Parece que se rompeu o espírito de corpo tipicamente universitário que, politicamente, no meio estudantil, se expressava pelas práticas também de ensino-aprendizagem (políticas) de seus centros e diretórios acadêmicos. À margem deles, afirmam-se pautas e formas de ação sustentadas por múltiplos coletivos auto-organizados referenciados às lutas contra racismo, homofobia, machismo, entre outras manifestações identitárias.

No contexto de uma sociedade cada vez mais individualista, esses segmentos percebem de forma fragmentada sua inserção em diferentes níveis de subordinação e opressão, enquanto desigualdades simbolicamente naturalizadas como ideologias de resistência e rejeição. Assim, expande-se um ambiente onde cada grupo percebe os demais como potenciais opressores, eventuais adversários, sempre como “diferentes”, diante dos quais será, eventualmente, possível se juntarem para obter algo, mas muito difícil se unirem por qualquer causa que transcenda seus limites identitários, menos ainda se for algum projeto universal de superação das diferentes explorações, opressões e violências.

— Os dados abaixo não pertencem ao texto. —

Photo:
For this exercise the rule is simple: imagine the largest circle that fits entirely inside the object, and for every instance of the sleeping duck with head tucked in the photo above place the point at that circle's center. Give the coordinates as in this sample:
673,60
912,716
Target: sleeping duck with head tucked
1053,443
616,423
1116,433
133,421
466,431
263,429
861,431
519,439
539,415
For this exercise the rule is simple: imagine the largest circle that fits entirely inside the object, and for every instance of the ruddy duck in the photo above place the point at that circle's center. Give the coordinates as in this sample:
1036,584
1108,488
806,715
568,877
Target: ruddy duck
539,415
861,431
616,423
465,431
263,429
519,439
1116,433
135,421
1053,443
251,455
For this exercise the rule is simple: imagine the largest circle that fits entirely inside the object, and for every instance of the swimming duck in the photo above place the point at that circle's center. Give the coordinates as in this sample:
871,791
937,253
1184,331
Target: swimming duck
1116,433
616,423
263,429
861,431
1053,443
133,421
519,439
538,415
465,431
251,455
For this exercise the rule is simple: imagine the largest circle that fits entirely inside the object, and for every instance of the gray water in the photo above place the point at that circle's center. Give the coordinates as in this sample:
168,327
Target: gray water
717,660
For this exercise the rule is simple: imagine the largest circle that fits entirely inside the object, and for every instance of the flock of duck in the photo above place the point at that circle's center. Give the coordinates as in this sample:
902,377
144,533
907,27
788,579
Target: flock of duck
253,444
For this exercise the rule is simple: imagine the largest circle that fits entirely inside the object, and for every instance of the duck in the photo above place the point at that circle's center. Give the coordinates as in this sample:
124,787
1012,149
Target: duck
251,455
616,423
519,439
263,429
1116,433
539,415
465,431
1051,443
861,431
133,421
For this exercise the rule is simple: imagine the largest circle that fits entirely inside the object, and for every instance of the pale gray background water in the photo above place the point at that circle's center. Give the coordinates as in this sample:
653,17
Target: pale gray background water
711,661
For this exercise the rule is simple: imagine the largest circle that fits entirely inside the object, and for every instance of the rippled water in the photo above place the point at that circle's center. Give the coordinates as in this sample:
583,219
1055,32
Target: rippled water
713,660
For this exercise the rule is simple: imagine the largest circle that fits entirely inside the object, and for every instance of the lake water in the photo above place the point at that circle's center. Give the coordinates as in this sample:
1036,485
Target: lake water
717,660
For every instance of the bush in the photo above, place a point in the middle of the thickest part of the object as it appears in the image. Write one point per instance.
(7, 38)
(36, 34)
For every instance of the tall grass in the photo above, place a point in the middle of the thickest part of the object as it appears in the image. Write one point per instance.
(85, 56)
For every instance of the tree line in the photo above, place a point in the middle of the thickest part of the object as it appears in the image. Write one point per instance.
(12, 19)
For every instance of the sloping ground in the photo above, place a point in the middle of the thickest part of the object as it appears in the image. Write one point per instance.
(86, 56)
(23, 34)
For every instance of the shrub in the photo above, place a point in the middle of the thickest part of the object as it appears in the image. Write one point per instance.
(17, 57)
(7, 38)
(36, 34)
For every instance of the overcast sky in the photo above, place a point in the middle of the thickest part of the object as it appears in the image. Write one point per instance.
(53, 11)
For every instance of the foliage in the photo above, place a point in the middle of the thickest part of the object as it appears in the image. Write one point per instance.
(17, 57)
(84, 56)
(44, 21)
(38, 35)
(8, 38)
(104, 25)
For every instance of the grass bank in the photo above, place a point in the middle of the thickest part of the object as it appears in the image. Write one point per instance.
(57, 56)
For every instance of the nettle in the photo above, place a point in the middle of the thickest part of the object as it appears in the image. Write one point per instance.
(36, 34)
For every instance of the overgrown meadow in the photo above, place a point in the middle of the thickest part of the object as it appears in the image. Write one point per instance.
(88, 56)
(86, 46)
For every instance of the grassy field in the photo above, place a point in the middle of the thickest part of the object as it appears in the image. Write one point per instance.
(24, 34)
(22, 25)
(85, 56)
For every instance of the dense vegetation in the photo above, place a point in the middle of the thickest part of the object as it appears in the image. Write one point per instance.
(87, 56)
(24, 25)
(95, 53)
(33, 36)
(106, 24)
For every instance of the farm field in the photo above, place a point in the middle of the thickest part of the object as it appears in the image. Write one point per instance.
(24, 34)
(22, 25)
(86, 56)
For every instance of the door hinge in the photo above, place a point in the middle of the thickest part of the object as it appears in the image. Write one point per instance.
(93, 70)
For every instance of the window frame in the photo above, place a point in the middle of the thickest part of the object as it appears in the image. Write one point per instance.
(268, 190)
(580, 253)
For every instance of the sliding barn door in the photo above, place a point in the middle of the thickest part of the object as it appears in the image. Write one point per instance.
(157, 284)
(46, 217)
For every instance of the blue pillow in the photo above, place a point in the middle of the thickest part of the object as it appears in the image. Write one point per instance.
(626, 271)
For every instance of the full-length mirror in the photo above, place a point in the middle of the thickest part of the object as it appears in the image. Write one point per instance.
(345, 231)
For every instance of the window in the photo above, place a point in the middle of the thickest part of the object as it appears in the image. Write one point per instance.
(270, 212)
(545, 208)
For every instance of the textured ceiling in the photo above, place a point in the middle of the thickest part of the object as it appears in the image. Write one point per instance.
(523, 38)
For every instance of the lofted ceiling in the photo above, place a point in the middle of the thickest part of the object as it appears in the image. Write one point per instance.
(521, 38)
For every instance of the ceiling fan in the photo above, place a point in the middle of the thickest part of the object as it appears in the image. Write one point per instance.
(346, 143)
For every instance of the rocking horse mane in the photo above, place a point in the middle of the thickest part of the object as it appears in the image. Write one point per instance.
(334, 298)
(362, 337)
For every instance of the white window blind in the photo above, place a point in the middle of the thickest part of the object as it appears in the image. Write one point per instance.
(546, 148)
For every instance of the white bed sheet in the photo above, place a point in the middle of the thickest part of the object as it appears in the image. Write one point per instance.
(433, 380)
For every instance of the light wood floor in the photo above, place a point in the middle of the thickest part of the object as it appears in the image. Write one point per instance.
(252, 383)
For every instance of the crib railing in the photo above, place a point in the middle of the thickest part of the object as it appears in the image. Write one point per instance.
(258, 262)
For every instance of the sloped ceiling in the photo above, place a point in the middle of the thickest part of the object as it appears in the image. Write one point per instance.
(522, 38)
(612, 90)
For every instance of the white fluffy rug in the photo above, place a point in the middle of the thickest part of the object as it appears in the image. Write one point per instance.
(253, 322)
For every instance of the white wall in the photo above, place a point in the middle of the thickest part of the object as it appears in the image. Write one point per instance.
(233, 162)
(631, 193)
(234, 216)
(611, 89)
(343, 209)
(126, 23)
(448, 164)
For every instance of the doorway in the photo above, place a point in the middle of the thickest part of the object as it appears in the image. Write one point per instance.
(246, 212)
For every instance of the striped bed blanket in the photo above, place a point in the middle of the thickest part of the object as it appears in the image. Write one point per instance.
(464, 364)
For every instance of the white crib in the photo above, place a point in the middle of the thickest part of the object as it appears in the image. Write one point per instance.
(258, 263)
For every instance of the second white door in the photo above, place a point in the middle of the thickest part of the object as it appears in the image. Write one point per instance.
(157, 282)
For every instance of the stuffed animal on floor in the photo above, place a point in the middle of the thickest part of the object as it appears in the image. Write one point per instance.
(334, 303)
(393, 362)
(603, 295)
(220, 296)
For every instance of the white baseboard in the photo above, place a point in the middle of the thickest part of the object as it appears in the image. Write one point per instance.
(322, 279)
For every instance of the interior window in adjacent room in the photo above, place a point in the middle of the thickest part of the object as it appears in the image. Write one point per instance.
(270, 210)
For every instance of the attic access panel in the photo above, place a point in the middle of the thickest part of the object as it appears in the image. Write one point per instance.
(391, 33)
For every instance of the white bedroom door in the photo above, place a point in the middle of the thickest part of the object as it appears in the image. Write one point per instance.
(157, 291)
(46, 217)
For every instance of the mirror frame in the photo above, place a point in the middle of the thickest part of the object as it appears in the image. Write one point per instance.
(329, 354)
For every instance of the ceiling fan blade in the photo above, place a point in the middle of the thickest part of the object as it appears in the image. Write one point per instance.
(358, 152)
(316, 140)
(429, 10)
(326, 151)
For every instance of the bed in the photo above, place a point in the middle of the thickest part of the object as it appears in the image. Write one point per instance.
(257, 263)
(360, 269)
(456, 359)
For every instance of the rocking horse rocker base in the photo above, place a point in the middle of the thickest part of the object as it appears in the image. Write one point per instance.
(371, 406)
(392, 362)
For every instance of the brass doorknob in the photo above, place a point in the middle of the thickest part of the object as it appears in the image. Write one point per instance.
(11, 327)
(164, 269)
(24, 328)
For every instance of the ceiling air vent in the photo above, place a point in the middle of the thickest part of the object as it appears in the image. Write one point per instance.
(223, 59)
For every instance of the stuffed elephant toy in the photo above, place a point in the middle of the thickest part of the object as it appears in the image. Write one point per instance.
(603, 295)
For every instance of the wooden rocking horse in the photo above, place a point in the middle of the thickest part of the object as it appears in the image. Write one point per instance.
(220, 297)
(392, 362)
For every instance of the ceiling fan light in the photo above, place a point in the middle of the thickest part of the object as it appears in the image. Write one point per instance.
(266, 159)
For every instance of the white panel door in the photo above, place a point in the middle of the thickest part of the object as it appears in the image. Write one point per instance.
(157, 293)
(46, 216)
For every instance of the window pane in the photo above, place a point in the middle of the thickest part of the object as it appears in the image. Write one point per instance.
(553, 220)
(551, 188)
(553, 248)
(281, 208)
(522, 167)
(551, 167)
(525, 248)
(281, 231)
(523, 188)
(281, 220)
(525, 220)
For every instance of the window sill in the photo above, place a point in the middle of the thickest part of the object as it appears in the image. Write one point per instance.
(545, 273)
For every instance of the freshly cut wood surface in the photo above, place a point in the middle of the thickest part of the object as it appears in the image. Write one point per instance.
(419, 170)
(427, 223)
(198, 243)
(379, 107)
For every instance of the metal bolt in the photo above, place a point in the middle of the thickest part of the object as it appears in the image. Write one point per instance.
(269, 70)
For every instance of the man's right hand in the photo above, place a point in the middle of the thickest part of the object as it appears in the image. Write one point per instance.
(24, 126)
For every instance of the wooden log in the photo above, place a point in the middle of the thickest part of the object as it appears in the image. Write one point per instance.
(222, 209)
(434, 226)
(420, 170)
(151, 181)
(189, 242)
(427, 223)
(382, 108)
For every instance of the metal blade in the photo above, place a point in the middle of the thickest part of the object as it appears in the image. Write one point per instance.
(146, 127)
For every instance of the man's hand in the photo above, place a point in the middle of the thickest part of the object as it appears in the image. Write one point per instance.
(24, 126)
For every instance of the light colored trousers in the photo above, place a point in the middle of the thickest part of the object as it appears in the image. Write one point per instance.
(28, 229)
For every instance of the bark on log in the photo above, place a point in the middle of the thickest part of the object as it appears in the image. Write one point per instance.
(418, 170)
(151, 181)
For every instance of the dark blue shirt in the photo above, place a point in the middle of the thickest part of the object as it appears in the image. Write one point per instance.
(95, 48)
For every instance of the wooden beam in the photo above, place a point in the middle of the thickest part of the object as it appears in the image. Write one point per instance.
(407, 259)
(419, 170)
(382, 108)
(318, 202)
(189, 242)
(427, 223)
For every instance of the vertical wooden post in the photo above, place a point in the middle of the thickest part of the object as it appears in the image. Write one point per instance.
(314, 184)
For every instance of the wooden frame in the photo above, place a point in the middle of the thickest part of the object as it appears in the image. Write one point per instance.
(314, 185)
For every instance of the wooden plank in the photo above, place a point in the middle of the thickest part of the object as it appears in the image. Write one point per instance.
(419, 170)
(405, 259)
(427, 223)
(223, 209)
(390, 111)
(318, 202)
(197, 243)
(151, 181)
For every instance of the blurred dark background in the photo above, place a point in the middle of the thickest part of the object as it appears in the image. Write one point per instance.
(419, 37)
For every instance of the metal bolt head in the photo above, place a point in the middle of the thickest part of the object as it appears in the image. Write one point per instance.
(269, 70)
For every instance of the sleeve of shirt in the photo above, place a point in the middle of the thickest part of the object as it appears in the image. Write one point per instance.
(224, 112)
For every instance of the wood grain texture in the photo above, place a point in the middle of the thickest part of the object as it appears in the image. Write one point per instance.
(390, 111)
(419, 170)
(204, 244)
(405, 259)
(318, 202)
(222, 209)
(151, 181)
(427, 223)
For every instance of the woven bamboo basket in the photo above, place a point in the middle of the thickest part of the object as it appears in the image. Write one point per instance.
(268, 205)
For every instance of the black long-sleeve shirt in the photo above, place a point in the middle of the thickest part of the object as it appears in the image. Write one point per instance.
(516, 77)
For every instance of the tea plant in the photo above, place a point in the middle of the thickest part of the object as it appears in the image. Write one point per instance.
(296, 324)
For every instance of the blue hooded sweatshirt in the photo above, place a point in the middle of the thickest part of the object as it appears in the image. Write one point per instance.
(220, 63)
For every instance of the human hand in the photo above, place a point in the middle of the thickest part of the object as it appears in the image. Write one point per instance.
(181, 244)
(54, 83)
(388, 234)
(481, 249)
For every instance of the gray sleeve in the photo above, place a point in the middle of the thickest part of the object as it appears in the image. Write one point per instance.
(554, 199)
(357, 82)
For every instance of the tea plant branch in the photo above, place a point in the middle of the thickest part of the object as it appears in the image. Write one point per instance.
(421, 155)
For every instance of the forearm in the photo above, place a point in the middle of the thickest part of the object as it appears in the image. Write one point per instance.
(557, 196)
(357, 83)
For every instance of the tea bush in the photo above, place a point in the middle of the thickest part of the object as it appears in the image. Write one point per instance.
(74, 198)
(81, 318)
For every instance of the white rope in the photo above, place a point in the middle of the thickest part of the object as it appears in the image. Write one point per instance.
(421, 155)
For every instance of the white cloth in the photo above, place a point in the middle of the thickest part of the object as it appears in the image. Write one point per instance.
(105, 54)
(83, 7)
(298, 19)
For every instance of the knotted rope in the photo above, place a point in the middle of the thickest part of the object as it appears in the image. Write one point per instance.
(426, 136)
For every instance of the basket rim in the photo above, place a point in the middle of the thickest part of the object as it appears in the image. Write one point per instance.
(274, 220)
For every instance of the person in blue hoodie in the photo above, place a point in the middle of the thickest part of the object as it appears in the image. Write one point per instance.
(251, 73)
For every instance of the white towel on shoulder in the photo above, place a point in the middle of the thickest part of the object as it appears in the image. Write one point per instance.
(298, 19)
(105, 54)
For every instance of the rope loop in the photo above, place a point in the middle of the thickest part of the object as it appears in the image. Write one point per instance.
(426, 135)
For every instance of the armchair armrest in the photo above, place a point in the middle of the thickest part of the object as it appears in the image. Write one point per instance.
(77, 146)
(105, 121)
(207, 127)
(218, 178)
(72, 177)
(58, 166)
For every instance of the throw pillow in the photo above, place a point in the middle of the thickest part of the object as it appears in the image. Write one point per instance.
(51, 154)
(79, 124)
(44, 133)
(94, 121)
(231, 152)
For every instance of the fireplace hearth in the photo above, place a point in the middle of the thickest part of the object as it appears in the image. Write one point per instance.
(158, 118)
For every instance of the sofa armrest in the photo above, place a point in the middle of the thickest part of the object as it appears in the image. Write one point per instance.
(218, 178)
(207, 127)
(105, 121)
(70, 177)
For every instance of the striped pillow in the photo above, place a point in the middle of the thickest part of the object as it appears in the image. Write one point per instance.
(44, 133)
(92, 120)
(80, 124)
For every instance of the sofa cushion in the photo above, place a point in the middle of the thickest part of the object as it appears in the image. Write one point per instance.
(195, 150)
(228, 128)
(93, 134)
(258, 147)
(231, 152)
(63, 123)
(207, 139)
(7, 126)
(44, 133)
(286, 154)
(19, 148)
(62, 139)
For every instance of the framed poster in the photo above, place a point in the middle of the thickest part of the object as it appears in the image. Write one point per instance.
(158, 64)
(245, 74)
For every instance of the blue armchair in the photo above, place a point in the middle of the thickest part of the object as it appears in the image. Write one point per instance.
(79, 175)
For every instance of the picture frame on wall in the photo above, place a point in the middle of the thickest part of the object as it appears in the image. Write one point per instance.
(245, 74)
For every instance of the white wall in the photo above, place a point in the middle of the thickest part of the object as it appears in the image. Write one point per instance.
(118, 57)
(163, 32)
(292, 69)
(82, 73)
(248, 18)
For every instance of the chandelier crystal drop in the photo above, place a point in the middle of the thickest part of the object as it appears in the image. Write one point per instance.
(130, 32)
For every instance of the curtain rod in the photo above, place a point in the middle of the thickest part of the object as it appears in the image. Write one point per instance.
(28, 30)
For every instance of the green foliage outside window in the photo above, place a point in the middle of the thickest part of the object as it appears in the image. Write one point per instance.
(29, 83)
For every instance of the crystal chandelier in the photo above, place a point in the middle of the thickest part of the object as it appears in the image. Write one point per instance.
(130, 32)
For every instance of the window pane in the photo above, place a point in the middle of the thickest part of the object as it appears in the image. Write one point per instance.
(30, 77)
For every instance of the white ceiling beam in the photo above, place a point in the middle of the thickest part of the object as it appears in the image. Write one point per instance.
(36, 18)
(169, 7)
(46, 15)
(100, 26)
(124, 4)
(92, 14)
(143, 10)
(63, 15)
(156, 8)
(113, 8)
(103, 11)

Os campi parecem não estarem polarizados apenas pela crítica renovadora da juventude à sociedade que sempre naturalmente envelhece mas, no entanto, nisto também se prepara e prepara os seus jovens para recebê-los inovadoramente.

Salas, corredores e pátios exibem-se agora agressivamente fragmentados por experiências indiferentes a projetos como aquele expresso um dia por Rosa Luxemburgo, que conclamava à luta por um mundo “onde sejamos socialmente iguais, humanamente diferentes, totalmente livres”. Projetos esses que radicam na própria etimologia da palavra universidade.

*Marcos Dantas é Professor Titular da Escola de Comunicação da UFRJ. Kenzo S. Seto é estudante de graduação da mesma ECO-UFRJ.